Bizler akademik yayınlarda (bu makalenin başlığı gibi) nispeten yazıyı özetleyen uzun başlıklar atarız. Çoğu zaman heyecan vermeyen bu başlıklar genel okuyucu kitlesi için sıkıcı görünür. Çünkü burada maksat reytingi artıracak şekilde okuyucuya haber veya heyecan vermek değil, olaylara bilim penceresinden bakmaktır. Biz çoğu zaman bu olaylara pek çok sosyal bilimi bünyesinde tutan siyaset bilimi ve uluslararası ilişkiler açısından bakıyoruz.

Lakin medyada işler başkadır. Bir gazete-dergi editoryasının başlık atarken maksadı heyecan, reyting ve propaganda üçgeninde şekillenir. Buna da kısaca “yayın politikası” denir. Aşağıda ele alınan küresel yayın kuruluşlarının da elbette belli bir yayın politikası bulunmaktadır ve bu yayın politikasının Türkiye’yi nasıl gösterdiği, bu ülkeye biçtikleri rol açısından oldukça önemlidir.

Bu yazıda, 2023 Türkiye seçimleri öncesinde ve akabinde küresel yayın kuruluşlarının manşetlerini ele alarak bir anlamda akademik-medyatik iki farklı dili birleştiren kısa bir analiz sunulacaktır.

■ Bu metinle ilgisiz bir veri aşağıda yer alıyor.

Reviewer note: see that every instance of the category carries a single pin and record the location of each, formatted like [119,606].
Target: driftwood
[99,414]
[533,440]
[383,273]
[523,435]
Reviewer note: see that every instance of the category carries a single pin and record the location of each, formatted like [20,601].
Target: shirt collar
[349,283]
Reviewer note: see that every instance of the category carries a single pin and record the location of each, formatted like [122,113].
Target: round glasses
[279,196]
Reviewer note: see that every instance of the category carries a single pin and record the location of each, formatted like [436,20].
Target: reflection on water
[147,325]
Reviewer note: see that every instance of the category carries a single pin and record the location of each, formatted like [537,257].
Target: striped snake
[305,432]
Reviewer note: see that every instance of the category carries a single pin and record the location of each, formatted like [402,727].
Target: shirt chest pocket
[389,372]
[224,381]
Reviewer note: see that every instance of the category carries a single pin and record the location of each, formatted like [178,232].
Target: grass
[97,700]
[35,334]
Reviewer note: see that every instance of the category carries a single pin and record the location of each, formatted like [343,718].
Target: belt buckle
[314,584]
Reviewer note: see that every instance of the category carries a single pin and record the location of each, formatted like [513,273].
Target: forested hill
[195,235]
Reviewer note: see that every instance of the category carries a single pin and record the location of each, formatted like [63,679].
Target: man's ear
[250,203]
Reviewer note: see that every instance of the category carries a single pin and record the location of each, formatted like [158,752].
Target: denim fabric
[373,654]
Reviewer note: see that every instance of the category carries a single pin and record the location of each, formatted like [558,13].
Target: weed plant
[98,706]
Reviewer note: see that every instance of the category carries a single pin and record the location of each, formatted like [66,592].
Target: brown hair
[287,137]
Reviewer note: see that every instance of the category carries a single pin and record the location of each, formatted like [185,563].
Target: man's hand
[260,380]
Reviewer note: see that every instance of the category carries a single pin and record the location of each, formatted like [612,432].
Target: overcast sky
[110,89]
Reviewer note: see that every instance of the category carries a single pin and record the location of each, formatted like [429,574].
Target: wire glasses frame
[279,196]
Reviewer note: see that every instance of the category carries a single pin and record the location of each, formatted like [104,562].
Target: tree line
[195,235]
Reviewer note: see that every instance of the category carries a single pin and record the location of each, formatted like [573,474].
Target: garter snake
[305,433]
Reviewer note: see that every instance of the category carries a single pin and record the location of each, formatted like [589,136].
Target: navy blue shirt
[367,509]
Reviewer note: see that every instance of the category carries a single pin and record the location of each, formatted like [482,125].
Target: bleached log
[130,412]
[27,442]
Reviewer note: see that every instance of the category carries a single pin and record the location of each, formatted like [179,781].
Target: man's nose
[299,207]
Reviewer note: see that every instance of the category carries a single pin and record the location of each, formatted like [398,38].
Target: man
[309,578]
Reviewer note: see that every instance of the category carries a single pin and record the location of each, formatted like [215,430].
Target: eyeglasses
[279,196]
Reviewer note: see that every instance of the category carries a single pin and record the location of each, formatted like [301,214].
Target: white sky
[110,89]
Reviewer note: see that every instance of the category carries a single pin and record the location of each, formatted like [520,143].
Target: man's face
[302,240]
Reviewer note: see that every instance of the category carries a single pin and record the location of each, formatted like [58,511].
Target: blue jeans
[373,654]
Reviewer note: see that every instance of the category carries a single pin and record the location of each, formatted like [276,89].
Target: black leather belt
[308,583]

Akademik makale, ne kadar şüpheci bir dünyadan kopup gelen içerikle olayları ağırdan almak mecburiyetindeyse medya-gazete-dergi yazıları o kadar hızlı, çarpıcı ve hüküm verici olmak zorundadır. İşte bu “mecburiyet” akademik olan ile medyatik olan arasındaki esas çizgiyi oluşturuyor. Bu durumda “bilimsel tarafsızlık” gibi bir endişesi olmayan küresel/yerel medya, tek taraflı görüşleri yansıtma hakkını kullanıyor!

Mayıs 2023 seçimleri öncesi ve sonrası Türkiye’yi dünyaya tasvir eden Batılı haber merkezleri sahadan topladıkları haber/veriler ile manşetler atıp spotlar yazarak Türkiye’deki heyecan ve algıya sosyal medya dalgalarıyla nispeten tesir ettiler; ayrıca Türkiye’yi takip eden yabancılara da (iktidarın değişeceğine dair) bir beklenti sundular.

Peki, bu yayın organizasyonlarında haber toplayıcılar kimlerdi; editoryadakiler nasıl bir yol izledi?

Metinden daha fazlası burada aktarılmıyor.